Md Abdul Khaleque, Regional Director (RD) Dhaka Division informs that the department had invited Dr. Bijoy Krishna Banik, a scholar, to decipher clay inscriptions which were found during archeological excavations in Paharpur, widely known as Sompur Buddhist Bihar in Naogaon district and Vasu Vhara in Bogra district along with other archeological sites in the country.

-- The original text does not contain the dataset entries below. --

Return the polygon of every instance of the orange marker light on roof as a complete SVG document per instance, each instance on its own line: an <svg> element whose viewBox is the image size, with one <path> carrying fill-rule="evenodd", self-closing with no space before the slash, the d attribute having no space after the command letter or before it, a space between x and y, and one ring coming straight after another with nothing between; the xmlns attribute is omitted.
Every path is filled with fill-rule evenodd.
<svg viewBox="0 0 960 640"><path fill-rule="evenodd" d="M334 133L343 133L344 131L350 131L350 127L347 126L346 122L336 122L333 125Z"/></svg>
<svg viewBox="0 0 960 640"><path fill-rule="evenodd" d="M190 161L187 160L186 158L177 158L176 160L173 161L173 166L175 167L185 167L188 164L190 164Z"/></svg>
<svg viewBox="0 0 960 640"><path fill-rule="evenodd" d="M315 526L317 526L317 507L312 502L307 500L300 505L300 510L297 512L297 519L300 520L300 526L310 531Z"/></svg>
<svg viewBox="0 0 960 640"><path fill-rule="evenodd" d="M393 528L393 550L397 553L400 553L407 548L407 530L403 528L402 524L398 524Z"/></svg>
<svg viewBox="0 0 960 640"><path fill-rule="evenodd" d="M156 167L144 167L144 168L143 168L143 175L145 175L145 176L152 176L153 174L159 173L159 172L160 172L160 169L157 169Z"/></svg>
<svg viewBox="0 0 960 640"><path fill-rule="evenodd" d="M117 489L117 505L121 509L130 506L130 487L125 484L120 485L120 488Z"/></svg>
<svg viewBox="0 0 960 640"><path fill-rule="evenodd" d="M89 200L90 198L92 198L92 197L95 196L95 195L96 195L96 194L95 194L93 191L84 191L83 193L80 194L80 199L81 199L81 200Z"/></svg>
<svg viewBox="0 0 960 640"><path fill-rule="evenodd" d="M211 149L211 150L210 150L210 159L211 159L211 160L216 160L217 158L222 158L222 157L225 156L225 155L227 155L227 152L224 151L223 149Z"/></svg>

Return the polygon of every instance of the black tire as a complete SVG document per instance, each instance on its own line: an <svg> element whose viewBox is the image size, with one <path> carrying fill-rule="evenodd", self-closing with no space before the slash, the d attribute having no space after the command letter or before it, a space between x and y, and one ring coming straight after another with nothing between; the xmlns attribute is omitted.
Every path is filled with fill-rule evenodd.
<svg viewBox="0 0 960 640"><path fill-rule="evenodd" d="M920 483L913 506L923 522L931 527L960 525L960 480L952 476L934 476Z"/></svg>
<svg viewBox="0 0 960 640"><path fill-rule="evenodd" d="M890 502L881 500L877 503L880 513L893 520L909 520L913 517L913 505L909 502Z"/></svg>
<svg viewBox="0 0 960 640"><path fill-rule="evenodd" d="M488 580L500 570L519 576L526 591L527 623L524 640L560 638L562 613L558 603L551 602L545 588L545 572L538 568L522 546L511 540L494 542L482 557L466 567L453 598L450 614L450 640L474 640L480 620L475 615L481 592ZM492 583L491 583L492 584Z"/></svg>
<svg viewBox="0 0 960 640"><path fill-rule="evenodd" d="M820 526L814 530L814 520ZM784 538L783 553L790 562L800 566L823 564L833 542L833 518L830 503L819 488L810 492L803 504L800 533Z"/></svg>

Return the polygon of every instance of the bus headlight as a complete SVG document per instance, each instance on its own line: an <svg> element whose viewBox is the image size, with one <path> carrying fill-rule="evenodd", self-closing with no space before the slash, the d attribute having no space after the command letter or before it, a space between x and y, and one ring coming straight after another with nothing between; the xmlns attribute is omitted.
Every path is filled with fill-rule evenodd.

Banik who is deputy keeper, Zainul Abedin Sangrahashala (Museum) in Mymensingh says that many clay seals have been kept in several store rooms of the department including Sompur Buddhist Bihar and Mahasthangarh museum. The Buddhist temple was built in 770 AD to 810 AD during king Dharmapala's reign in Paharpur in Naogoan, now a world heritage site.
From 1922 to 1934, many archeological objects including clay inscriptions have been found in Sompur Buddhist Bihar site during archeological excavations.
Md Mahbub-ul-Alam, Custodian, Paharpur Archeological Museum says that most of the clay inscriptions that are currently being displayed in the showcase of the museum have not been deciphered. The inscriptions were found near the existing temple and adjacent areas long ago during archeological excavations, says Mahbub-ul-Alam. About two years ago, he adds, officials of the department found a part of a terracotta with two lines of inscription which is lying in the museum's store room, waiting to be decoded by experts.
Huge clay seals with inscriptions along with other archeological objects were found at Vasu Bihar site in Bogra during excavations. A team headed by Dr Haroon-ur-Rashid, former head of Exploration and Excavation of the department excavated at Vasu Vhara site in 1973 for the first time and found huge seals, bronze images and other important archeological objects including decorated terracotta plaques.
“Many clay seals with inscriptions have been found in the site during archeological excavations in 2008 and 2009 at Vasu Bihar site but most of them have become eroded and broken” says Naheed Sultana, Custodian, Mahasthangarh Archeological Museum.
According to documents, a Chinese traveller named Hiuen Tsang had visited the site in 639-645 AD and stayed there for about three months.
During his stay he had visited many sites and wrote about his experiences travelling Bengal. He mentions in his accounts, that there were 700 Buddhist monks living in that area.
“Ash, potshard and charcoal were found under the basement of the existing structure during an archeological excavation in the site” says Naheed Sultana.
Some seals were found at Basu Vhara site carrying the symbol of deer and wheel which is known as “Dharmachakro” . “An unusual bird-like engraving was found at the site during excavation two years ago," says Md Mahbub-ul-Alam.
Dr Banik, who is a former official of the department of archeology Bangladesh says that few inscriptions have been deciphered by some scholars in the country but to know more about the history of different archeological sites like Paharpur, Vasu Vhara, Mahasthangrah and others need further excavation and more scholars to decipher the ancient artifacts are needed.
The writer is The Daily Star’s Bogra correspondent.